Sunday, September 23, 2007

Mortgage refinancing tax trap

Business Week ran a column on a mortgage interest deduction rule that piqued my interest. The interesting parts:

In general, the IRS lets you deduct 100% of the interest you pay on one or more home mortgages, up to a total loan value of $1 million. But when you refinance and withdraw cash, the rules change: Only the interest on your original mortgage balance, plus an additional $100,000, qualifies for a deduction. (If you want to take out more cash, use a home-equity loan or line of credit. The law allows a separate deduction for interest on borrowings of up to $100,000.)

[...]

Here's how the refi tax trap works. Let's say you borrowed $500,000 at 8% in 1998 to buy your house. By 2003, the house had appreciated substantially and the mortgage balance had been whittled down to $450,000. Then you refinanced, taking a new loan of $650,000 at 6%. At tax time, Form 1098 would show that you forked over about $39,000 in interest on the $650,000 mortgage in 2003.

[...]

If you use that $39,000 figure to calculate your annual mortgage interest deduction and you're in the 33% marginal tax bracket, you would wind up taking $1,980 more in deductions than you're entitled to, according to William Lazor, a CPA at Kronick Kalada Berdy in Kingston, Pa.

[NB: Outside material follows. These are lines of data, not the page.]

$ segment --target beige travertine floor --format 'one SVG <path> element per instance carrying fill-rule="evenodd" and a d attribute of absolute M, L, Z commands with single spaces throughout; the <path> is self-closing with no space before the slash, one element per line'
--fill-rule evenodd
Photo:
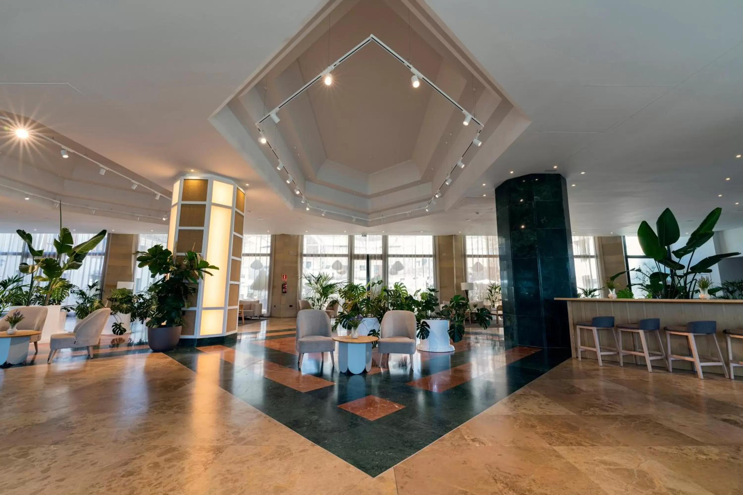
<path fill-rule="evenodd" d="M 221 389 L 213 362 L 0 370 L 0 494 L 743 494 L 743 382 L 711 374 L 568 361 L 372 479 Z"/>

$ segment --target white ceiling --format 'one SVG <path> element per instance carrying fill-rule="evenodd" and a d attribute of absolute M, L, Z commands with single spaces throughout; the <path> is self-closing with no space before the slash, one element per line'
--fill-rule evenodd
<path fill-rule="evenodd" d="M 568 193 L 577 233 L 629 234 L 666 206 L 692 225 L 720 206 L 721 228 L 743 226 L 734 205 L 743 202 L 743 159 L 735 158 L 743 154 L 743 2 L 429 0 L 428 13 L 450 30 L 457 49 L 532 123 L 447 212 L 373 229 L 293 209 L 239 151 L 250 143 L 236 147 L 209 120 L 324 4 L 10 3 L 0 16 L 0 110 L 169 189 L 192 168 L 250 183 L 246 229 L 256 232 L 490 234 L 493 188 L 554 165 L 576 184 Z M 361 168 L 340 145 L 323 144 L 332 161 Z M 394 163 L 404 156 L 398 151 L 385 150 L 389 156 L 376 163 Z M 15 211 L 3 200 L 4 211 Z M 39 222 L 54 218 L 42 214 Z M 127 223 L 112 220 L 117 231 L 118 222 Z M 149 229 L 143 227 L 127 228 Z"/>

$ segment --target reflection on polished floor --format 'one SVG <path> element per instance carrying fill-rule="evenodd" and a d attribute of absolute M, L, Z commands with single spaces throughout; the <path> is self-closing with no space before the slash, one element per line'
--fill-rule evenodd
<path fill-rule="evenodd" d="M 0 492 L 743 493 L 739 381 L 559 364 L 497 330 L 412 369 L 299 373 L 293 327 L 0 370 Z"/>

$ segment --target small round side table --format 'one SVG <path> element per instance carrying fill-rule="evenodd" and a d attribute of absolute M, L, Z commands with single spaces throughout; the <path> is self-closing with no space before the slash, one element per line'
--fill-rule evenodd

That's because you may take a deduction on a mortgage of only $550,000—the $450,000 left on the original loan plus $100,000. On $550,000, the interest paid would be $33,000, says Lazor.

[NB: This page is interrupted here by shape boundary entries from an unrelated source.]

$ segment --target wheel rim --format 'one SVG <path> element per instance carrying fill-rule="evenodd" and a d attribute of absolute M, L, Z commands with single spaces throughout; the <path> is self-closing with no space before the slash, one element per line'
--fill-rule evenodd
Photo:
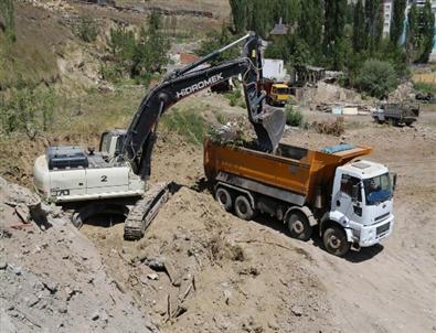
<path fill-rule="evenodd" d="M 341 247 L 341 239 L 339 239 L 336 235 L 331 235 L 329 238 L 329 245 L 333 249 L 339 249 Z"/>
<path fill-rule="evenodd" d="M 245 214 L 245 213 L 247 213 L 247 205 L 243 202 L 243 201 L 240 201 L 238 203 L 237 203 L 237 207 L 240 208 L 240 212 L 242 213 L 242 214 Z"/>
<path fill-rule="evenodd" d="M 305 226 L 302 225 L 301 221 L 297 219 L 293 223 L 293 229 L 297 234 L 301 234 L 305 229 Z"/>
<path fill-rule="evenodd" d="M 219 198 L 220 198 L 220 203 L 223 206 L 227 205 L 227 196 L 225 195 L 224 192 L 220 192 Z"/>

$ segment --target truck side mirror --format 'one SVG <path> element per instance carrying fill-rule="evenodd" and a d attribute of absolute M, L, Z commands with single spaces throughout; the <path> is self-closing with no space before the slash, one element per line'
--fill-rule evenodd
<path fill-rule="evenodd" d="M 351 187 L 351 200 L 352 201 L 358 201 L 359 200 L 359 184 L 354 184 Z"/>

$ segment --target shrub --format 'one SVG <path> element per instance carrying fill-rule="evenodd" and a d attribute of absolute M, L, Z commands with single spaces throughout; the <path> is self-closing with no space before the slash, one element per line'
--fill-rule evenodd
<path fill-rule="evenodd" d="M 195 110 L 180 111 L 177 108 L 162 117 L 163 126 L 184 137 L 188 142 L 202 144 L 205 136 L 205 121 Z"/>
<path fill-rule="evenodd" d="M 398 79 L 391 63 L 368 60 L 359 71 L 357 85 L 362 92 L 376 98 L 385 98 L 396 88 Z"/>
<path fill-rule="evenodd" d="M 9 96 L 0 98 L 0 133 L 25 132 L 33 138 L 53 125 L 56 95 L 34 84 L 19 83 Z"/>
<path fill-rule="evenodd" d="M 302 123 L 302 114 L 299 110 L 294 109 L 291 105 L 286 106 L 285 116 L 286 125 L 300 126 Z"/>

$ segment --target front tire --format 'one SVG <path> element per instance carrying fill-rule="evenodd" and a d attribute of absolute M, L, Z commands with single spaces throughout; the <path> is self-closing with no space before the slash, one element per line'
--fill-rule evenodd
<path fill-rule="evenodd" d="M 215 192 L 216 201 L 220 203 L 221 206 L 224 207 L 225 211 L 231 211 L 233 205 L 232 194 L 228 192 L 227 189 L 217 187 Z"/>
<path fill-rule="evenodd" d="M 300 212 L 293 212 L 287 218 L 287 225 L 290 237 L 300 240 L 309 240 L 312 235 L 313 228 L 310 226 L 307 217 Z"/>
<path fill-rule="evenodd" d="M 237 217 L 249 221 L 255 216 L 256 211 L 253 210 L 245 195 L 240 195 L 235 200 L 235 213 Z"/>
<path fill-rule="evenodd" d="M 322 235 L 326 250 L 334 256 L 343 257 L 350 249 L 351 244 L 347 240 L 345 232 L 337 226 L 326 229 Z"/>

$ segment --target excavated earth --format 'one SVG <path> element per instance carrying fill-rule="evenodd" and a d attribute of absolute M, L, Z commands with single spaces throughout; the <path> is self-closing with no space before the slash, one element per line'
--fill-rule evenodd
<path fill-rule="evenodd" d="M 309 110 L 305 116 L 333 119 Z M 392 237 L 337 258 L 318 237 L 291 239 L 268 216 L 241 221 L 210 193 L 202 149 L 162 133 L 151 181 L 174 181 L 178 190 L 139 241 L 123 239 L 123 221 L 115 216 L 99 216 L 77 232 L 53 207 L 45 207 L 47 224 L 23 226 L 17 212 L 25 210 L 17 205 L 31 194 L 2 181 L 2 329 L 435 331 L 435 109 L 425 108 L 414 127 L 355 116 L 345 119 L 342 137 L 291 128 L 284 141 L 373 147 L 369 159 L 398 174 Z"/>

I did some further looking into this by reading IRS Publication 936. It says that any secured debt that's used to refinance home acquisition debt is treated as home acquisition debt. However, the new debt will qualify as home acquisition debt only up to the amount of the balance of the old mortgage principal just before the refinancing. Any additional debt is not home acquisition debt, but may qualify as home equity debt.

My reading of this publication is that in the example from the article, the $450,000 is the home acquisition debt, and the $100,000 is the home equity debt ($100,000 is the maximum home equity debt you can deduct interest on). I'm a little confused on the first paragraph I quoted, where it implies that the $100,000 in the refinance PLUS a separate $100,000 in another home equity loan can both have their interest expenses deducted. I'll try to contact the author for clarification.

Update:
I was able to get in touch with the article author, and she graciously replied to me. She says that the explanation given in the article was confirmed with several tax experts. I'll continue to research this to prove it to myself.